How to Scrape Recipe Data from AllRecipes in 2026 (JSON-LD Extraction)

2026-04-09 [allrecipes scraping recipes python json-ld]

Recipe sites have quietly become some of the best-structured data sources on the web. AllRecipes, Food Network, and most major cooking sites embed their recipe data as JSON-LD inside <script> tags — a byproduct of chasing Google's rich results. This means you can often skip fighting HTML entirely and pull clean, structured data with a handful of lines of Python.

This guide covers the full pipeline: extracting JSON-LD, falling back to HTML when needed, paginating through category pages, handling anti-bot layers, storing results, and running at production scale.

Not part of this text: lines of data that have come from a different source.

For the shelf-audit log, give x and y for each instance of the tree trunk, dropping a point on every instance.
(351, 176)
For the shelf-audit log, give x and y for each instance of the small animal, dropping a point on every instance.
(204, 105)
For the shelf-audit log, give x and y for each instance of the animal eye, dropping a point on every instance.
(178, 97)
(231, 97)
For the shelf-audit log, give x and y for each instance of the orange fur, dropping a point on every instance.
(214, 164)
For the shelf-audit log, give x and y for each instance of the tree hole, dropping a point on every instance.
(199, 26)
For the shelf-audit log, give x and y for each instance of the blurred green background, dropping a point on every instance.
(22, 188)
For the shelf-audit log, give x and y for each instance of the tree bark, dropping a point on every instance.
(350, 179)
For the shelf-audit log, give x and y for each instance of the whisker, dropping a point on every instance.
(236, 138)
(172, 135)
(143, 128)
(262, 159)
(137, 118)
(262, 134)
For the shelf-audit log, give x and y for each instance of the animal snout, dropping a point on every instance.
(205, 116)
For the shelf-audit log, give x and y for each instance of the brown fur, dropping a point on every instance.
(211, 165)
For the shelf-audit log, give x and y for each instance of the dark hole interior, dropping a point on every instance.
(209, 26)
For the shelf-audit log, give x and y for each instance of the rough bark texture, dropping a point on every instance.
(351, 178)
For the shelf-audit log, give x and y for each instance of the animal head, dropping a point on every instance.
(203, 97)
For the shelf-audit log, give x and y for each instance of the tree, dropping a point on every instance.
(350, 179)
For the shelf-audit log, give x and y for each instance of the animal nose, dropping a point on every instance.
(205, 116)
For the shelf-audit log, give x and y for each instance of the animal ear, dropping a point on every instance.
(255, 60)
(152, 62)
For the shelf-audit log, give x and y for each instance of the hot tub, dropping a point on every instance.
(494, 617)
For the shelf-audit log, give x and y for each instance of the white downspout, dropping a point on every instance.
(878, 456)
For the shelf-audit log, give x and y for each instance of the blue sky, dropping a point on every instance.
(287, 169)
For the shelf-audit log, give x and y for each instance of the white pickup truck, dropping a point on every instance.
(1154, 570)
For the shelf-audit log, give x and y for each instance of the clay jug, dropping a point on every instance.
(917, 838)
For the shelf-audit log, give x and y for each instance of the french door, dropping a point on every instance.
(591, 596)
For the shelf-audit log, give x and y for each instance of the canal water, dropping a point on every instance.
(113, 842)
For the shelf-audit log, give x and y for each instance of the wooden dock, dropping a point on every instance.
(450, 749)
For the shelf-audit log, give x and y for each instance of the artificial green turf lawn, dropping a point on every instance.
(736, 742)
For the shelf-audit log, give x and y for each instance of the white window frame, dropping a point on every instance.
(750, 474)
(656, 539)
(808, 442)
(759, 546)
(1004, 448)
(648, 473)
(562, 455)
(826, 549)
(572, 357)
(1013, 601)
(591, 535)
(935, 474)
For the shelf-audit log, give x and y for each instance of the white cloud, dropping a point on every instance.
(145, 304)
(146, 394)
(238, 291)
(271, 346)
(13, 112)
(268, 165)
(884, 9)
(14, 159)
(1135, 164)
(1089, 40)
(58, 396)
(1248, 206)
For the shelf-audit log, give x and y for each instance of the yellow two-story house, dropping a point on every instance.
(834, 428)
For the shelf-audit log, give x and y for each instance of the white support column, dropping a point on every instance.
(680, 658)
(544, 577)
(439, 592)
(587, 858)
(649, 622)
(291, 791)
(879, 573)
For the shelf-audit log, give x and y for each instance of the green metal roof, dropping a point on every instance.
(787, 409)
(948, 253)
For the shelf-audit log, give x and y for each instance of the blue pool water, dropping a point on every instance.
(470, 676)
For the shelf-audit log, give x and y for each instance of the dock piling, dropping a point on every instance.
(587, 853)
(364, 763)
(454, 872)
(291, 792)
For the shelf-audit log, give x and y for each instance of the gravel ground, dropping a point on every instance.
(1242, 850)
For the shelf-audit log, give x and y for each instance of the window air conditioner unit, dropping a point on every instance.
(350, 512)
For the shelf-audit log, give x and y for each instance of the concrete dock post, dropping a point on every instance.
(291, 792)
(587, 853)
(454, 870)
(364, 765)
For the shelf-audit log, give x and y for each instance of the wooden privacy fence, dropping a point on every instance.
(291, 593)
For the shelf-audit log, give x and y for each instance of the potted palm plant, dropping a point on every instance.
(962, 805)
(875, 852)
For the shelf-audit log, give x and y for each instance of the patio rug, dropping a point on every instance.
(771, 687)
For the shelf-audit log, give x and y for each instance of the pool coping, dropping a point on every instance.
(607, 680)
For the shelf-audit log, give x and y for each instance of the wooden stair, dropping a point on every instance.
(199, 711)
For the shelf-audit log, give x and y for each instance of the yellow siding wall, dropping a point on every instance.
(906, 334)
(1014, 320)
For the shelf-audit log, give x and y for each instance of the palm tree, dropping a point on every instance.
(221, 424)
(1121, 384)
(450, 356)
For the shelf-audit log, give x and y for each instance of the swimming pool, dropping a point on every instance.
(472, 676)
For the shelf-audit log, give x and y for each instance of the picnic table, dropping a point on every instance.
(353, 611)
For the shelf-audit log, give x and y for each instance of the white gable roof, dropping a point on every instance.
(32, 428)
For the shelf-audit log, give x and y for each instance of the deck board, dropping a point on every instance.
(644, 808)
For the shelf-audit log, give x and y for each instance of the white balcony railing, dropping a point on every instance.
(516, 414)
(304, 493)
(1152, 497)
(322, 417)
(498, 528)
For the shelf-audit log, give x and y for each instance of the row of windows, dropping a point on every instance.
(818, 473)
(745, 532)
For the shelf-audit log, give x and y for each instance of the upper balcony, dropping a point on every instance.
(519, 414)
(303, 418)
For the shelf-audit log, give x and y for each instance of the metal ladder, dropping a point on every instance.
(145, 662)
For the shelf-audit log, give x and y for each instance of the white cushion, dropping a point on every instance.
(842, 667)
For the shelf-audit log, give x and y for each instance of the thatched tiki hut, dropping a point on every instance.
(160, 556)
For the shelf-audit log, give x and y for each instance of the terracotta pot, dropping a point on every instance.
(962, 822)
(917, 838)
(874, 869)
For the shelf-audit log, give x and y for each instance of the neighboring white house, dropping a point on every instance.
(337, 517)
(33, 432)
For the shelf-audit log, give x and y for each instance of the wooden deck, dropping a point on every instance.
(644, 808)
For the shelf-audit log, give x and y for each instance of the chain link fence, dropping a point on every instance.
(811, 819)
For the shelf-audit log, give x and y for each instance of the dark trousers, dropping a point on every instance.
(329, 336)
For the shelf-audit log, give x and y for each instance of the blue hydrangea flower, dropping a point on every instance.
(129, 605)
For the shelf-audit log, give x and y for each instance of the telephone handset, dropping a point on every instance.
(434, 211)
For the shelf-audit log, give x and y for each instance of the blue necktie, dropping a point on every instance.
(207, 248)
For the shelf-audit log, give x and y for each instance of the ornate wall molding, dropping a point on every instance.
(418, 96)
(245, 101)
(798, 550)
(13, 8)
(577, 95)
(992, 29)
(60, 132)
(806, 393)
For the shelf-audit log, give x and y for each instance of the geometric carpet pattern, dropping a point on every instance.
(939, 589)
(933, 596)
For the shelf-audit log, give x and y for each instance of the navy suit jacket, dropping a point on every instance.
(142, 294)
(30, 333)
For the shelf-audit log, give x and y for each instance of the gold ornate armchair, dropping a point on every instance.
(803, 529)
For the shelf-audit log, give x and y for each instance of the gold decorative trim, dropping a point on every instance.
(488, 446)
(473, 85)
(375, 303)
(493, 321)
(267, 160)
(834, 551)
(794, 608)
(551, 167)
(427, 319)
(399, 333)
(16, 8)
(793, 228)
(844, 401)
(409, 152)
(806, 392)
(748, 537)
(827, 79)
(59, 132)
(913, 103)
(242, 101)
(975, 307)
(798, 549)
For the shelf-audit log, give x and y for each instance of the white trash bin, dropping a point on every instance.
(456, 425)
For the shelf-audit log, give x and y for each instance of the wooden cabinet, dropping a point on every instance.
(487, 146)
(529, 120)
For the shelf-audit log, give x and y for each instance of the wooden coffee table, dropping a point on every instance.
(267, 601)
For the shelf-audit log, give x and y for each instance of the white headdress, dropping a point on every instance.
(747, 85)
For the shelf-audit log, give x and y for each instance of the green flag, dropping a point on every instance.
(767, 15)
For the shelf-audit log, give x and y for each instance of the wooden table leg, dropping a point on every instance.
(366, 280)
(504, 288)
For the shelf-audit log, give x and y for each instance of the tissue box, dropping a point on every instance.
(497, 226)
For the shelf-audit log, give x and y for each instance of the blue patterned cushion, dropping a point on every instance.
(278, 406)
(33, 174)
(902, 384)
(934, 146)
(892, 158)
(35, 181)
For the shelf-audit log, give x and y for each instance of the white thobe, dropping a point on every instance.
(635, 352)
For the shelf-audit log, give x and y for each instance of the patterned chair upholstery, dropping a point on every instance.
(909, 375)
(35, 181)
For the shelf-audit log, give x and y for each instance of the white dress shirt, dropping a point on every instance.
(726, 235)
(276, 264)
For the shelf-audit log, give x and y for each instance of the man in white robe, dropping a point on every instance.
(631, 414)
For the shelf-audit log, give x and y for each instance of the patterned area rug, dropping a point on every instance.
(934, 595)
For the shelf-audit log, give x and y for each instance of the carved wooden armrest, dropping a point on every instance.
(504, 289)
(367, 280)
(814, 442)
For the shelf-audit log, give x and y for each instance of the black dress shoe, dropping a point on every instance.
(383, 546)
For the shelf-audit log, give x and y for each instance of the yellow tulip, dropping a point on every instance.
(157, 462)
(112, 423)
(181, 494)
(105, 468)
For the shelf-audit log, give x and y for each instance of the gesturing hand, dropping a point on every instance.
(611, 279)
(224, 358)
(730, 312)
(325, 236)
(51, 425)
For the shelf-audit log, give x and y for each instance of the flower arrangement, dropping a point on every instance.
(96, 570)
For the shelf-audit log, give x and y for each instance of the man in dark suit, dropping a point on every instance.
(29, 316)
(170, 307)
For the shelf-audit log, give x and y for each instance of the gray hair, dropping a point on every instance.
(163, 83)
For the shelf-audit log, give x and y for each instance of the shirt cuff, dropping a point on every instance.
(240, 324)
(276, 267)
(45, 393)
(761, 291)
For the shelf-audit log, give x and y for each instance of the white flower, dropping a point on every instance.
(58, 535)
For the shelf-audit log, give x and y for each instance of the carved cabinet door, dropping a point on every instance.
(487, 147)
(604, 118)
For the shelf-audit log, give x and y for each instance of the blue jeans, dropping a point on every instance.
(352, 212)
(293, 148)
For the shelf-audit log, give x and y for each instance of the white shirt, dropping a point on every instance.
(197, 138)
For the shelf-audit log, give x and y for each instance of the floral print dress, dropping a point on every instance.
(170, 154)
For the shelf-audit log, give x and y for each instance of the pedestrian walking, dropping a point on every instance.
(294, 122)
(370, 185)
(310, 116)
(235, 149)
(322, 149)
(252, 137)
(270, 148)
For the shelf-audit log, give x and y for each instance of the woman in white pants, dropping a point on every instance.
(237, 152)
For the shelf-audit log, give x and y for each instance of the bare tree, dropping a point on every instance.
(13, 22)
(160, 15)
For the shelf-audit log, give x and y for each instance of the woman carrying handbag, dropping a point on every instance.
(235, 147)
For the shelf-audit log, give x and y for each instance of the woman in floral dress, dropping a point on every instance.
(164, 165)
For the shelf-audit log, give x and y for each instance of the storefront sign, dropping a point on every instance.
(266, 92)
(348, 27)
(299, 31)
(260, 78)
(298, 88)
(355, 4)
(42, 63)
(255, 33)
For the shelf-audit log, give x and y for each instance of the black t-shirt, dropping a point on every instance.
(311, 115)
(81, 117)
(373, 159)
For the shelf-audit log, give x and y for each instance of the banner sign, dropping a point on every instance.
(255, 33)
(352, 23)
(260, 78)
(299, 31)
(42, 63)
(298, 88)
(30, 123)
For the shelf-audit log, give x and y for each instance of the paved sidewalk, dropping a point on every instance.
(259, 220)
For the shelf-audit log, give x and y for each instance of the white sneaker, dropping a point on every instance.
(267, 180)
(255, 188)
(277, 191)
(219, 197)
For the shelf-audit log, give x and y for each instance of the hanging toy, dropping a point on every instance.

Why JSON-LD Makes Recipe Scraping Easy

Google's recipe rich results require structured data in the schema.org/Recipe format. Sites that want their recipes to appear with star ratings, cooking times, and calorie counts in search results have to publish this data. The result is that most major recipe sites now embed a machine-readable version of every recipe directly in the page.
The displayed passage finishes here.